Yape è un robot che è sbarcato in Giappone ma che arriva dall’Italia. E’ in grado di affrontare manti stradali accidentali, di muoversi su marciapiede ma anche spazi stretti e irregolari toccando, nel primo caso, la velocità di 6 Km/h e arrivando a 20 Km/h se attivato su una pista ciclabile, con un’autonomia di circa 80 Km e una capacità di carico massima di 30 chili.
Il piccolo robot è un postino. Ha eseguito la prima consegna a Minami Sōma, città a 25 chilometri circa da Fukushima, centro del terremoto avvenuto nel 2011. Firmato Japan Post, principale operatore postale nipponico, è stato individuato come soluzione migliore per testare le consegne a domicilio per gli sfollati del cataclisma, riuniti negli edifici di edilizia pubblica di proprietà del comune di Minami Sōma, il pony express visto su strada per la prima volta a Cremona ha completato la missione lo scorso 31 gennaio lasciando nelle mani di una coppia di anziani un pacco di riso.

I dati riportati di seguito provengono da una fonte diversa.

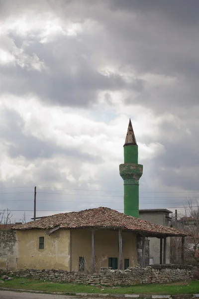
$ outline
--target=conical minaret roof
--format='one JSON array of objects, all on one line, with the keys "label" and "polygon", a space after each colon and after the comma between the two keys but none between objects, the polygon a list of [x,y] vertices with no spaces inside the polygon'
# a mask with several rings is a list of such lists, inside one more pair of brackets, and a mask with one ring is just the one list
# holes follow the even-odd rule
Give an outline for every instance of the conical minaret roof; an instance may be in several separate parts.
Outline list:
[{"label": "conical minaret roof", "polygon": [[128,124],[128,130],[124,147],[125,147],[126,146],[137,146],[136,140],[135,139],[130,119],[129,120],[129,123]]}]

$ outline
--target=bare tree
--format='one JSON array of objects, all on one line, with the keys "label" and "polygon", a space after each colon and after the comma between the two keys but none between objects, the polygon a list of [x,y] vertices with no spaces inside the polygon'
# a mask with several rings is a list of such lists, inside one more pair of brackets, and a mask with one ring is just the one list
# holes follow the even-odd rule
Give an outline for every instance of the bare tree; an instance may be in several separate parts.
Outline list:
[{"label": "bare tree", "polygon": [[4,224],[4,228],[6,228],[7,224],[11,223],[12,217],[12,215],[7,208],[0,212],[0,222],[2,224]]},{"label": "bare tree", "polygon": [[[186,208],[176,224],[172,219],[174,226],[189,233],[185,244],[185,262],[199,267],[199,204],[193,204],[191,199],[187,200]],[[180,263],[181,238],[172,238],[171,241],[171,258],[172,263]],[[177,250],[176,250],[177,249]],[[176,252],[177,256],[176,256]]]}]

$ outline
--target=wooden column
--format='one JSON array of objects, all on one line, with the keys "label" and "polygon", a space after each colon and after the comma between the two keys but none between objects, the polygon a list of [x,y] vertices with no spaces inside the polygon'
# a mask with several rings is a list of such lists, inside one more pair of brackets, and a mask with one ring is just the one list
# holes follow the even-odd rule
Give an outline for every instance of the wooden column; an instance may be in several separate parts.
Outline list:
[{"label": "wooden column", "polygon": [[72,231],[70,229],[70,272],[72,272]]},{"label": "wooden column", "polygon": [[119,270],[122,270],[122,260],[123,260],[123,255],[122,255],[122,229],[119,228]]},{"label": "wooden column", "polygon": [[144,235],[142,236],[142,267],[145,268],[145,236]]},{"label": "wooden column", "polygon": [[162,238],[160,240],[160,264],[162,265]]},{"label": "wooden column", "polygon": [[95,252],[95,229],[91,230],[92,235],[92,272],[94,273],[96,271],[96,255]]},{"label": "wooden column", "polygon": [[182,251],[181,251],[181,261],[182,264],[184,263],[185,259],[185,237],[182,237]]},{"label": "wooden column", "polygon": [[166,257],[167,255],[167,238],[164,238],[163,245],[163,264],[166,264]]}]

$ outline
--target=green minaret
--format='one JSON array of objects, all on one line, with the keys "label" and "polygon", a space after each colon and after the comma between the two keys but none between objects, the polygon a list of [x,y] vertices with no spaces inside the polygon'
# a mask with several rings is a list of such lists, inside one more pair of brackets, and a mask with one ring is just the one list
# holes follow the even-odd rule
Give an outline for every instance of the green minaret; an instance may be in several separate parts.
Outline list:
[{"label": "green minaret", "polygon": [[138,147],[130,119],[125,144],[124,163],[119,165],[119,174],[124,180],[124,212],[139,218],[139,180],[143,165],[138,164]]}]

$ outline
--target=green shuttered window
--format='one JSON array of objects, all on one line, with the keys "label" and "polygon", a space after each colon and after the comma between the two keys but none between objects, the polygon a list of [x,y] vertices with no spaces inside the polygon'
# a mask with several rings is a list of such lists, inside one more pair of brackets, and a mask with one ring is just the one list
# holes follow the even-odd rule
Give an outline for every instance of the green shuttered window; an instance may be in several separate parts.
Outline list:
[{"label": "green shuttered window", "polygon": [[39,249],[44,248],[44,237],[39,237]]},{"label": "green shuttered window", "polygon": [[124,259],[124,270],[126,269],[129,267],[129,259]]},{"label": "green shuttered window", "polygon": [[85,268],[85,260],[84,257],[79,258],[79,271],[80,272],[84,272]]},{"label": "green shuttered window", "polygon": [[117,269],[117,258],[108,258],[108,267],[113,270]]}]

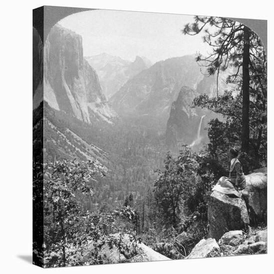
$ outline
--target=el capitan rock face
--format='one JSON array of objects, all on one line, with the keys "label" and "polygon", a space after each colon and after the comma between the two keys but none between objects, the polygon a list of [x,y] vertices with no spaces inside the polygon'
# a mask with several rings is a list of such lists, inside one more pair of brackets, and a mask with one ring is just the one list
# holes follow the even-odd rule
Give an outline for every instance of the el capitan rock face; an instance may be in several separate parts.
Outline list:
[{"label": "el capitan rock face", "polygon": [[130,79],[111,102],[121,117],[157,118],[159,127],[165,129],[171,105],[182,87],[195,88],[203,77],[194,56],[168,59]]},{"label": "el capitan rock face", "polygon": [[55,110],[88,124],[112,123],[116,117],[96,72],[84,59],[81,36],[58,24],[45,43],[44,77],[44,100]]},{"label": "el capitan rock face", "polygon": [[105,53],[85,59],[96,71],[107,98],[115,94],[129,79],[151,66],[148,59],[139,56],[136,56],[134,62]]}]

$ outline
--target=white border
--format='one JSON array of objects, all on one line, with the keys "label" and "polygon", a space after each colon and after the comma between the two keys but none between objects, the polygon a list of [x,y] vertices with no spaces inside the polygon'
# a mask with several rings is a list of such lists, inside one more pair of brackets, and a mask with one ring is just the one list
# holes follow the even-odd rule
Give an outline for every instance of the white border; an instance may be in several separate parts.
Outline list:
[{"label": "white border", "polygon": [[[258,273],[272,264],[273,232],[267,255],[63,268],[44,271],[18,256],[31,255],[32,9],[44,4],[142,11],[216,15],[268,20],[269,75],[273,73],[273,15],[271,2],[138,0],[5,1],[0,9],[0,81],[1,146],[0,268],[2,273]],[[269,139],[273,137],[273,81],[269,77]],[[269,231],[273,231],[271,199],[273,144],[269,144]]]}]

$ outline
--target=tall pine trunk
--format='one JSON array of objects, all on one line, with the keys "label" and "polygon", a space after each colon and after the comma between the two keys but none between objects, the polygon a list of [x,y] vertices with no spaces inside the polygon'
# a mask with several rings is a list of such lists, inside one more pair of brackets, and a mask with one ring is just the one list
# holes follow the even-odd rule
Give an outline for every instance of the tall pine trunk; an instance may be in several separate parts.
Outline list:
[{"label": "tall pine trunk", "polygon": [[243,52],[243,114],[242,150],[249,150],[249,56],[250,30],[244,27],[244,49]]}]

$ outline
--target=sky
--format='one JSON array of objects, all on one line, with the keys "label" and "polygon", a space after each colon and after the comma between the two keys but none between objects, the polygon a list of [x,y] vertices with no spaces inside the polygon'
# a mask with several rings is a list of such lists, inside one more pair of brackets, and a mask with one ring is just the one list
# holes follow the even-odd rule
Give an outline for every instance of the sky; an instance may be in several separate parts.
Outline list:
[{"label": "sky", "polygon": [[84,56],[102,53],[133,61],[145,56],[153,63],[210,51],[202,35],[185,35],[181,30],[193,15],[95,10],[69,15],[58,23],[81,35]]}]

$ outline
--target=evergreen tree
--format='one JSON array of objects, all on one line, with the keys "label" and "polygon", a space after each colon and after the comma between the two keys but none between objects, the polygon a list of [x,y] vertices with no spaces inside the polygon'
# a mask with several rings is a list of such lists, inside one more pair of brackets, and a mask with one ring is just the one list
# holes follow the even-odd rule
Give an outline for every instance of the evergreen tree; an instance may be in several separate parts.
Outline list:
[{"label": "evergreen tree", "polygon": [[[206,28],[209,25],[211,30]],[[207,68],[209,75],[229,66],[236,68],[228,83],[240,85],[242,95],[242,149],[248,153],[250,145],[250,96],[251,88],[266,88],[266,61],[263,45],[258,35],[247,26],[233,20],[216,17],[197,16],[194,22],[186,24],[182,32],[195,35],[205,32],[204,41],[212,47],[212,53],[203,57],[199,54],[197,61]],[[259,65],[256,65],[258,64]],[[240,80],[239,80],[240,79]],[[266,93],[265,91],[264,93]]]}]

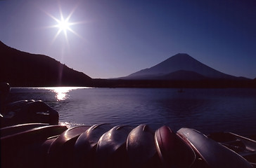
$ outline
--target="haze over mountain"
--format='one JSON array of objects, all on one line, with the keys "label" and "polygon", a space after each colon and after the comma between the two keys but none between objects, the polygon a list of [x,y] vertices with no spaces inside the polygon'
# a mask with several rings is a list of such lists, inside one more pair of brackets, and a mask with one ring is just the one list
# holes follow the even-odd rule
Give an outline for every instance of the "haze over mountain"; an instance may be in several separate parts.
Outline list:
[{"label": "haze over mountain", "polygon": [[218,71],[195,59],[188,54],[177,54],[149,69],[142,69],[127,76],[125,79],[166,79],[166,80],[203,80],[245,79]]},{"label": "haze over mountain", "polygon": [[0,82],[11,86],[86,86],[91,78],[50,57],[20,51],[0,41]]}]

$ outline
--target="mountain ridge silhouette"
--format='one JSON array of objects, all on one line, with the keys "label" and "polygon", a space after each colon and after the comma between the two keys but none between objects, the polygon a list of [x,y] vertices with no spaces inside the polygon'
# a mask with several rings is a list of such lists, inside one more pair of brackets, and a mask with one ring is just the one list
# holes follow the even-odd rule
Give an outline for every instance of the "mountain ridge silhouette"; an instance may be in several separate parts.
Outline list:
[{"label": "mountain ridge silhouette", "polygon": [[91,78],[49,56],[31,54],[0,41],[0,81],[11,86],[89,85]]}]

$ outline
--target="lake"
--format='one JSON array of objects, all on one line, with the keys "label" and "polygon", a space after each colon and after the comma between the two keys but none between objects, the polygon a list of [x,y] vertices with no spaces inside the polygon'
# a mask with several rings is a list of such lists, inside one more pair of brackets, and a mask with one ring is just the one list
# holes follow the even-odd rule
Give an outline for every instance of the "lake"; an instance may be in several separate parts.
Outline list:
[{"label": "lake", "polygon": [[147,123],[256,134],[256,89],[12,88],[8,101],[31,99],[46,102],[70,126]]}]

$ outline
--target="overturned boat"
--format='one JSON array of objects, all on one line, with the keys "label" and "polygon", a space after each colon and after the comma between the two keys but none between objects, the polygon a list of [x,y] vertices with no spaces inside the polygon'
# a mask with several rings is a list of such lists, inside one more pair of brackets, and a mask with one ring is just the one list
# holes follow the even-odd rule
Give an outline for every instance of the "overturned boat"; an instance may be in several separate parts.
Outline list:
[{"label": "overturned boat", "polygon": [[0,132],[1,167],[256,167],[256,141],[233,133],[42,123]]}]

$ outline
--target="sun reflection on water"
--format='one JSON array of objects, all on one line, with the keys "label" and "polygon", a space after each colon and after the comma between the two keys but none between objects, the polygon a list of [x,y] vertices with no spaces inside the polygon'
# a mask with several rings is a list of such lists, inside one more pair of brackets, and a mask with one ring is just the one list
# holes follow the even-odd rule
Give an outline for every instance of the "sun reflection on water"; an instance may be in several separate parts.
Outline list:
[{"label": "sun reflection on water", "polygon": [[52,87],[48,88],[48,89],[52,90],[56,94],[55,97],[57,101],[62,101],[69,97],[69,92],[71,90],[81,89],[81,88],[79,88],[79,87]]}]

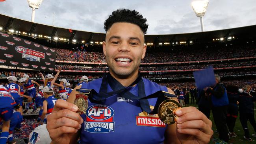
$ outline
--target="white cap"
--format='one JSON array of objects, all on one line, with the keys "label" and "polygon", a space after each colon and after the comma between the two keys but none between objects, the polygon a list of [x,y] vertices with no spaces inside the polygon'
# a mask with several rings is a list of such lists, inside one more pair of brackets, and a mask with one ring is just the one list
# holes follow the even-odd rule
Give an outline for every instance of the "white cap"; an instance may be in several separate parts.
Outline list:
[{"label": "white cap", "polygon": [[53,78],[53,76],[51,74],[48,74],[45,76],[46,79],[52,79]]},{"label": "white cap", "polygon": [[44,86],[43,85],[41,85],[39,87],[39,90],[41,90],[43,89],[43,88],[44,88]]},{"label": "white cap", "polygon": [[59,79],[59,81],[62,81],[64,83],[64,84],[67,83],[67,79]]},{"label": "white cap", "polygon": [[70,83],[66,83],[66,86],[68,87],[70,87]]},{"label": "white cap", "polygon": [[19,83],[22,83],[22,82],[26,82],[26,79],[25,79],[24,78],[20,78],[20,79],[19,80]]},{"label": "white cap", "polygon": [[53,92],[53,89],[51,87],[46,86],[43,88],[43,91],[45,92]]},{"label": "white cap", "polygon": [[29,76],[28,75],[25,74],[23,75],[23,78],[25,79],[28,79],[29,78]]},{"label": "white cap", "polygon": [[238,89],[238,92],[240,93],[242,93],[243,92],[243,90],[242,89]]},{"label": "white cap", "polygon": [[14,76],[10,76],[7,77],[9,82],[14,82],[17,81],[17,78]]},{"label": "white cap", "polygon": [[51,141],[46,124],[36,127],[29,135],[28,144],[48,144]]},{"label": "white cap", "polygon": [[85,76],[83,76],[81,78],[80,80],[81,80],[81,81],[88,81],[88,78]]}]

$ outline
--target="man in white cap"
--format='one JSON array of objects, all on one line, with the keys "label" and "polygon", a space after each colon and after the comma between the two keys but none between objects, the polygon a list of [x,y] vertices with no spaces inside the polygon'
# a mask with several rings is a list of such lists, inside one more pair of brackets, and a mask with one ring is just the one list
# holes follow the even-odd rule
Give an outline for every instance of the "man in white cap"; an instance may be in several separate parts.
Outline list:
[{"label": "man in white cap", "polygon": [[69,98],[69,96],[70,95],[70,94],[72,92],[72,89],[71,89],[71,85],[70,85],[70,83],[66,83],[66,89],[67,90],[67,92],[68,94],[68,98]]},{"label": "man in white cap", "polygon": [[46,129],[46,125],[43,124],[36,127],[29,135],[28,144],[49,144],[51,138]]},{"label": "man in white cap", "polygon": [[[27,89],[28,95],[32,98],[35,98],[36,95],[36,90],[34,84],[36,84],[38,87],[40,86],[40,85],[39,85],[37,82],[33,80],[30,79],[29,76],[27,74],[24,75],[23,78],[26,79],[24,87]],[[32,102],[32,99],[28,99],[28,103],[26,105],[26,109],[23,111],[23,113],[27,113],[30,107],[32,107],[33,108],[33,110],[31,113],[33,113],[35,112],[37,109],[34,103]]]},{"label": "man in white cap", "polygon": [[43,91],[43,88],[44,86],[41,85],[39,87],[39,92],[37,93],[37,96],[35,97],[35,105],[37,107],[39,107],[40,109],[39,111],[39,115],[38,115],[38,118],[37,119],[37,122],[39,122],[41,120],[41,116],[43,111],[43,103],[45,100],[45,99],[44,98],[44,94]]},{"label": "man in white cap", "polygon": [[67,100],[68,98],[68,94],[65,85],[67,83],[67,79],[62,79],[59,80],[60,81],[59,84],[54,83],[54,85],[59,87],[59,98],[61,99]]},{"label": "man in white cap", "polygon": [[57,101],[57,99],[53,96],[54,90],[52,87],[46,86],[43,89],[43,91],[45,100],[43,102],[43,111],[41,116],[41,120],[39,122],[39,125],[43,124],[45,118],[46,118],[48,114],[52,113]]},{"label": "man in white cap", "polygon": [[82,85],[83,83],[88,83],[88,77],[85,76],[83,76],[80,79],[80,81],[79,83],[77,84],[77,86],[80,85]]},{"label": "man in white cap", "polygon": [[57,74],[55,75],[55,76],[54,78],[53,76],[51,74],[48,74],[45,76],[45,78],[43,74],[41,72],[38,73],[41,75],[42,78],[44,81],[44,86],[46,86],[48,85],[50,87],[53,87],[53,85],[55,82],[55,81],[57,79],[59,73],[61,71],[61,67],[59,66],[58,68],[58,71],[57,72]]},{"label": "man in white cap", "polygon": [[7,77],[9,85],[7,85],[8,90],[13,96],[16,103],[14,105],[14,108],[20,113],[22,110],[20,109],[20,87],[17,83],[17,78],[14,76],[10,76]]}]

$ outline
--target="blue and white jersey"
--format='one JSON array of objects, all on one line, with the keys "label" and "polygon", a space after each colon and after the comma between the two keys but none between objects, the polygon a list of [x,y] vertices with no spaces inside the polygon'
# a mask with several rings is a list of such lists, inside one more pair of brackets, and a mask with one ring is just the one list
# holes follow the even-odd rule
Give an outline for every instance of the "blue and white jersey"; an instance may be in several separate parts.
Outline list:
[{"label": "blue and white jersey", "polygon": [[[94,89],[99,92],[102,78],[83,84],[82,89]],[[143,79],[146,96],[167,88]],[[138,96],[137,85],[128,88]],[[113,90],[109,85],[108,92]],[[149,99],[154,108],[157,98]],[[116,94],[100,104],[89,100],[86,114],[81,116],[81,143],[163,144],[167,126],[157,114],[149,114],[142,110],[138,100],[127,99]]]}]

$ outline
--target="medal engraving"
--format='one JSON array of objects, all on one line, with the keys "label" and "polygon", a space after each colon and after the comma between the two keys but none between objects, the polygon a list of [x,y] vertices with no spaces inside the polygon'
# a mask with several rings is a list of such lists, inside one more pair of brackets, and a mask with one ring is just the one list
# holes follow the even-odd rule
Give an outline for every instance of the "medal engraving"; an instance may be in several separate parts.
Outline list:
[{"label": "medal engraving", "polygon": [[76,94],[76,99],[74,102],[74,104],[78,107],[77,113],[80,114],[85,113],[88,107],[88,96],[85,94]]},{"label": "medal engraving", "polygon": [[167,124],[175,123],[175,119],[177,116],[173,112],[180,107],[180,104],[174,100],[169,99],[165,100],[158,107],[159,118]]}]

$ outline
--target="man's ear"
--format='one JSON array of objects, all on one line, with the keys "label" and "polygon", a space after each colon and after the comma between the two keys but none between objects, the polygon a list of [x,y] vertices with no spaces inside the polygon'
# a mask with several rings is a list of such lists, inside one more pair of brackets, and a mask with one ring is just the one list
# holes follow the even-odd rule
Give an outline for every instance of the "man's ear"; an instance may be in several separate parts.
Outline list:
[{"label": "man's ear", "polygon": [[103,53],[104,54],[104,55],[105,56],[106,56],[106,42],[104,41],[102,42],[102,48],[103,49]]},{"label": "man's ear", "polygon": [[145,55],[146,55],[146,50],[147,50],[147,45],[144,44],[144,45],[143,46],[143,51],[142,52],[142,56],[141,57],[141,59],[143,59],[145,57]]}]

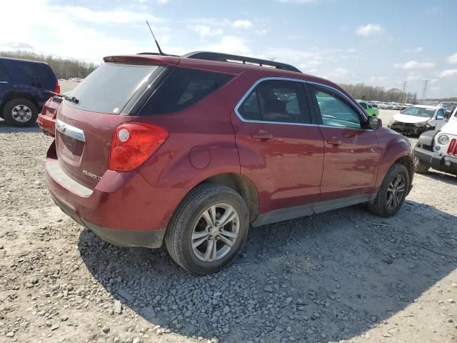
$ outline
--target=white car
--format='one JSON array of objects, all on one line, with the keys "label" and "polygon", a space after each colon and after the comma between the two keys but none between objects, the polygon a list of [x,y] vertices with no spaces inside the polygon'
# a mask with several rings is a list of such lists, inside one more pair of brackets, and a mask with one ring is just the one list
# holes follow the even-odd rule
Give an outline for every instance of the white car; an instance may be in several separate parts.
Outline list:
[{"label": "white car", "polygon": [[445,109],[436,106],[414,105],[394,114],[387,126],[398,132],[420,135],[444,125],[445,113]]},{"label": "white car", "polygon": [[457,176],[457,108],[441,130],[423,133],[414,148],[414,169],[430,168]]}]

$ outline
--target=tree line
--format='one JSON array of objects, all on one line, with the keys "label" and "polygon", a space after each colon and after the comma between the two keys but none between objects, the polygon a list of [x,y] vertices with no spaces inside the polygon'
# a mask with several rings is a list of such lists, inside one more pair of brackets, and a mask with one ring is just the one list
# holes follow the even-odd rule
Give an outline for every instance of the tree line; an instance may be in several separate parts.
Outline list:
[{"label": "tree line", "polygon": [[417,93],[403,91],[397,88],[385,89],[383,87],[368,86],[365,84],[340,84],[340,86],[354,98],[361,100],[376,100],[383,102],[417,104]]},{"label": "tree line", "polygon": [[71,77],[80,77],[84,79],[99,66],[99,65],[95,63],[78,61],[72,59],[62,59],[51,55],[45,56],[35,54],[34,52],[23,51],[0,51],[0,56],[46,62],[54,71],[57,79],[68,79]]}]

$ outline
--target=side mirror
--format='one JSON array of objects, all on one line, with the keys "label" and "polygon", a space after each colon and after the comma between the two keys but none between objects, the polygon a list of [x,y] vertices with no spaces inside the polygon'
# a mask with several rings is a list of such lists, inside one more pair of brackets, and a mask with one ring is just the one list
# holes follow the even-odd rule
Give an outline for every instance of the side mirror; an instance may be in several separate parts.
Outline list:
[{"label": "side mirror", "polygon": [[370,129],[376,130],[380,127],[383,127],[383,121],[376,116],[368,116],[368,126]]}]

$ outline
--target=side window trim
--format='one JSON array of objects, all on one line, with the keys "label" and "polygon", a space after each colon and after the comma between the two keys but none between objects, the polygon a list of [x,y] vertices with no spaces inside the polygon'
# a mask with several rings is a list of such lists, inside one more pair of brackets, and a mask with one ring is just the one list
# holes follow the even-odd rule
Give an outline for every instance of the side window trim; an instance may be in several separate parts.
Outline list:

Il postino robot è stato sviluppato da e-Novia, azienda italiana che ha sviluppato un prodotto a guida autonoma in grado di raggiungere anche zono difficili grazie a caratteristiche tecniche che lo rendono capace di superare ostacoli, di riconoscere segnali stradali, pedoni e semafori, mentre le due ruote con motori elettrici autonomi minimizzano il consumo d energia in favore dell’agilità di movimento, incluse rotazioni sul posto e l’aggiramento di ostacoli presenti sul percorso, come i bordi dei marciapiedi e le rotaie del tram.
“Essere giunti in Giappone come portatori di alta tecnologia è per noi motivo di grande orgoglio ed è una conferma della serietà del lavoro condotto in questi anni con la nascita di e-Novia”, sostiene Vincenzo Russi, amministratore delegato della società. Il successo di Yape, già più volte premiato per la capacità di coniugare estetica e innovazione, è la certificazione che anche l’Italia può svolgere un ruolo di primo piano nella trasformazione della società favorite dagli sviluppi delle nuove tecnologie: “Essere stati selezionati come partner in una delle sfide più rilevanti della mobilità del futuro, come la last mile delivery, dimostra che l’Italia è ormai non solo in grado di confrontarsi alla pari con le realtà più evolute e innovative al mondo ma anche di vincere la partita globale nell’ambito della produzione industriale di hi-tech”, chiarisce sul punto lo stesso Russi.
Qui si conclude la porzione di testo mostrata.